Takeaways from Berea’s Water Conservation Decision

Owsley Fork Lake

On Tuesday, the Berea City Council adopted a resolution for water conservation and drought policies, taking a needed step to gain federal approval for the expansion of Owsley Fork Dam. Here’s a summary of facts presented by analysts from Belle Engineering:

• Berea has 800 million gallons of water in its four reservoirs, Owsley Fork, Kale Lake, B-Lake, and Cowbell Hollow.
• 3 million gallons of water per day is currently needed serve Berea Municipal Utilities customers in the region, including residential, commercial and industrial clients.
• With population growth, 5 million gallons of water per day will be needed by 2055.
• The adopted conservation plan aims to reduce water consumption by 1 million gallons per day.
• Conservation measures in the plan include public education, flattening of water rates to discourage excessive waste and revising city building codes to incentivize the installation of water saving devices in structures.

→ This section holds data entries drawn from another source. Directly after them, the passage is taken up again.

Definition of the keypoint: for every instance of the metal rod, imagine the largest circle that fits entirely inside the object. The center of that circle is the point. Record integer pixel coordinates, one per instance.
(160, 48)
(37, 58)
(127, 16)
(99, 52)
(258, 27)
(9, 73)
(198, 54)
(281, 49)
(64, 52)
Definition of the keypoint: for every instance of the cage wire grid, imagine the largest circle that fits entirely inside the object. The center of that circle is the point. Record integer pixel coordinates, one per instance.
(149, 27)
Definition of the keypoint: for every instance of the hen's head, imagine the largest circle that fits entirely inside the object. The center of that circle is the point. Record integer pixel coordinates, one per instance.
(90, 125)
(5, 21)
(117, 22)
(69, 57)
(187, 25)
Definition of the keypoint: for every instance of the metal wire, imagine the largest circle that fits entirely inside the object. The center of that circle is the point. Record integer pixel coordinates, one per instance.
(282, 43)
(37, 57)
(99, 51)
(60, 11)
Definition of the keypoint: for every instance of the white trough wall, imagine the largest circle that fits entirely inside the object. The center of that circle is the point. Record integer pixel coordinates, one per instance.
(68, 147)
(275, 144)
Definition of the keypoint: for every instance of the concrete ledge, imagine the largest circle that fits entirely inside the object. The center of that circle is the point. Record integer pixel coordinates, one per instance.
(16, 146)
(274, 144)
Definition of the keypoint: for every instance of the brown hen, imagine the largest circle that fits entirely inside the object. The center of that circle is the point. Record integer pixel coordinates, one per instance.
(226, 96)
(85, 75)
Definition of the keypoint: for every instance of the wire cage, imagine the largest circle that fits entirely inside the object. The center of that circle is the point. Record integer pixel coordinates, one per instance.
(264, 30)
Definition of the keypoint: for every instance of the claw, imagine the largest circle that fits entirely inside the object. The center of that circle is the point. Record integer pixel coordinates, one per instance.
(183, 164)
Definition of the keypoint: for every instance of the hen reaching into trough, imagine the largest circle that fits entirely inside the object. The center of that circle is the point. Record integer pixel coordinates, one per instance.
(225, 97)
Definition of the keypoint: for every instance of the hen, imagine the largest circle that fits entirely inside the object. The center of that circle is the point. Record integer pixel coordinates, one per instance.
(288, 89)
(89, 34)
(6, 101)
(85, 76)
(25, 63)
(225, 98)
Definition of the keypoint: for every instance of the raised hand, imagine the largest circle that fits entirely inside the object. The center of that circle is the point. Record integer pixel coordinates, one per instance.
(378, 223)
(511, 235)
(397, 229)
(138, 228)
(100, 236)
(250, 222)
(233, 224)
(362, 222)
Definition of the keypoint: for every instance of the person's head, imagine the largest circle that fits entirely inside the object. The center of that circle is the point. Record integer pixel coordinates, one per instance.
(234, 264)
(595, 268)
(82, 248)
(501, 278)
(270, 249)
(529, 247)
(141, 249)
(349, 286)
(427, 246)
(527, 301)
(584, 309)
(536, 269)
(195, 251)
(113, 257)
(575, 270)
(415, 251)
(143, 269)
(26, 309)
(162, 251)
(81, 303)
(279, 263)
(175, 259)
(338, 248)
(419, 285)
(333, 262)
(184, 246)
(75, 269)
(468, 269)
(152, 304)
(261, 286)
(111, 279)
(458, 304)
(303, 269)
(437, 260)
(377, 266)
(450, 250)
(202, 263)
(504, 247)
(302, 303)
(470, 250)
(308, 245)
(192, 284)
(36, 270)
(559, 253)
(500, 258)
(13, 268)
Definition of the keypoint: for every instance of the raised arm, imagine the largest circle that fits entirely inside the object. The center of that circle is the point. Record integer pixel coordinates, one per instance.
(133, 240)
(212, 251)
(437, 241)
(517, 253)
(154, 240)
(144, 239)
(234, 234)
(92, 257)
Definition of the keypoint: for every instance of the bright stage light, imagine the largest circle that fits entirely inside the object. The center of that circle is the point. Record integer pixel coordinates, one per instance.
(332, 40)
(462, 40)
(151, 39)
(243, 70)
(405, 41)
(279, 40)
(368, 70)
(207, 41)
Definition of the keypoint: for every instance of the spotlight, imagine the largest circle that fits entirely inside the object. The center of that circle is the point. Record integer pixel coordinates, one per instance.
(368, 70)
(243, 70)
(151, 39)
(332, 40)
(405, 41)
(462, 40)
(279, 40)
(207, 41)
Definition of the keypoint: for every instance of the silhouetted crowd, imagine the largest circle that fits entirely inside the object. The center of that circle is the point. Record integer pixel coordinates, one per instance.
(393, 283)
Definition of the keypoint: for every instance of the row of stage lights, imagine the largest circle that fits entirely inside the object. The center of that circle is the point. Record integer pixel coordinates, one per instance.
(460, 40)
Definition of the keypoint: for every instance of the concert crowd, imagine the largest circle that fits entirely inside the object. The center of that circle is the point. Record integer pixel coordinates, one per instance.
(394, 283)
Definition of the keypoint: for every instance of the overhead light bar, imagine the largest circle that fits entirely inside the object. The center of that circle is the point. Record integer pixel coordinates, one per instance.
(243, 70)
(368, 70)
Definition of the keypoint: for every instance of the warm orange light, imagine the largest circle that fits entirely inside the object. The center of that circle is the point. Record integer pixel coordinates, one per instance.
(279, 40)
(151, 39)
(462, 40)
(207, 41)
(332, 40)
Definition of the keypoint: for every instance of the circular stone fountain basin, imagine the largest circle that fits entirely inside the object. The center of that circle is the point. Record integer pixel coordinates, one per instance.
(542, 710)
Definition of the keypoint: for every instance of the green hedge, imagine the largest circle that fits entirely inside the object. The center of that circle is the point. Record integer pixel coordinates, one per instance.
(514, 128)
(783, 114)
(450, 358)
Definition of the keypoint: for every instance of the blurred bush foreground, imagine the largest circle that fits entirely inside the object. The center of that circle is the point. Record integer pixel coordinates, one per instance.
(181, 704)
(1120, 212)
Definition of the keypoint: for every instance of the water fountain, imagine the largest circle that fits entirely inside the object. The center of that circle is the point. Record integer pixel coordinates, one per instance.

Plans for modifying rates during periods of severe drought are also included, along with policies to monitor and repair water leaks in the distribution system.
• Meanwhile, the city hopes to expand Owsley Fork Dam 50 percent by raising the wall by six feet. The change would add 40 acres to the 150-acre surface area, allowing the reservoir to hold approximately one billion gallons of water.
• The expansion plan would provide 4 million gallons of water per day, meeting the city’s water needs for the next half century.
• Berea’s share of the $12 million dam expansion would be $3.7 million.
• Other options for getting more water include: Purchasing water from the City of Richmond, $19 million; Building a pipeline to pump water from the Kentucky River, $14 million; Reusing reclaimed water, $9 million.

So far city officials have been encouraged by progress in the application process, however, the Owsley Fork Dam rehabilitation plan is subject to final approval by the Army Corps of Engineers.

One thought on “Takeaways from Berea’s Water Conservation Decision”

  1. During construction of new buildings on Berea’s campus, it was noted that water was leaking from the water lines adjacent to the project. It was estimated that the volume of water that could be seen was on the order of 12,000 gallons per day.
    What conservation efforts will the college put in place to detect and correct this loss of a valuable natural resource?